The hope of the rapid translation of ‘genes to drugs’ has floundered on the reality that disease biology is complex, and that drug development must be driven by insights into biological responses. Historically, the scientific approach to drug discovery has been reductionist, focusing on one component of a system at a time. The information gained from studying a single gene or protein is then applied to an entire biological system, be it a tissue, organ or organism. This approach is often too simplistic, as biological systems are more than the sum of their individual parts. The result of ignoring the interactions of the various components and pathways at the systems biology level is an increased likelihood of missing other important biological responses. Further, not all biological systems can be expected to have the same responses to the same activation (perturbation) due to genetic diversity. Development of new therapeutic products requires a biological system understanding of the human genome and the underlying elements and stages of diseases specific to genetically different patient populations.
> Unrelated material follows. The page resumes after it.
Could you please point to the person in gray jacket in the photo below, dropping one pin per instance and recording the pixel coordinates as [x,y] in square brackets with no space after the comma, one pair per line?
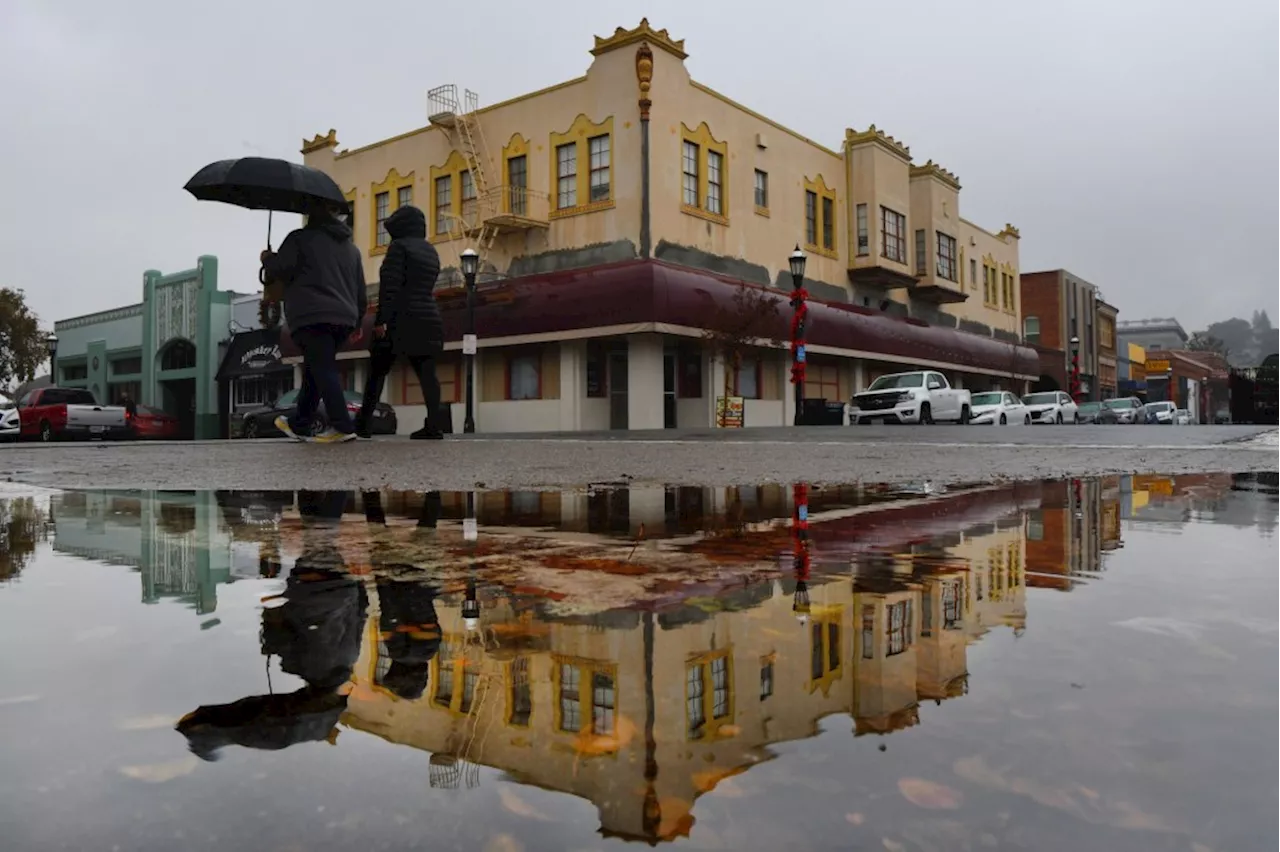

Hence, systems biology is key to the development of personalized medicine; and for this reason the approach should be adopted for drug discovery at all phases of drug development, from petri dish to clinical trials. Additionally, the biological knowledge gained through this approach will ultimately lead to improved disease diagnostics and disease stage therapeutic management.
Systems biology studies biological systems by systematically perturbing them (biologically, genetically, or chemically); monitoring the gene, protein, and informational pathway responses; integrating these data; and ultimately, formulating mathematical models that describe the structure of the system and its responses to individual perturbations. The controlled perturbations generate unique biosignatures (time-course response profiles) of the system leading to improved understanding and more comprehensive hypotheses of the underlying response mechanisms. By incorporating these unique biosignatures into existing genome, proteome, and metabolome databases, it is possible to model, mine, and experimentally test these hypotheses.
Biosignature analysis and modeling is an important new approach for drug discovery and development because of its ability to integrate a vast amount of relevant biological data into the process. It can identify where a network should be perturbed to achieve a desired effect, provide insight into a drug’s function, evaluate a drug’s likely efficacy and toxicity, and act as a screen for combinatorial perturbations. This model can also assess responses in different patient groups and create diagnostics for the development of personalized medicines.
Systems biology analysis requires sophisticated bioinformatics software to find and analyze patterns in diverse forms of data producing an integrated view of specific diseases.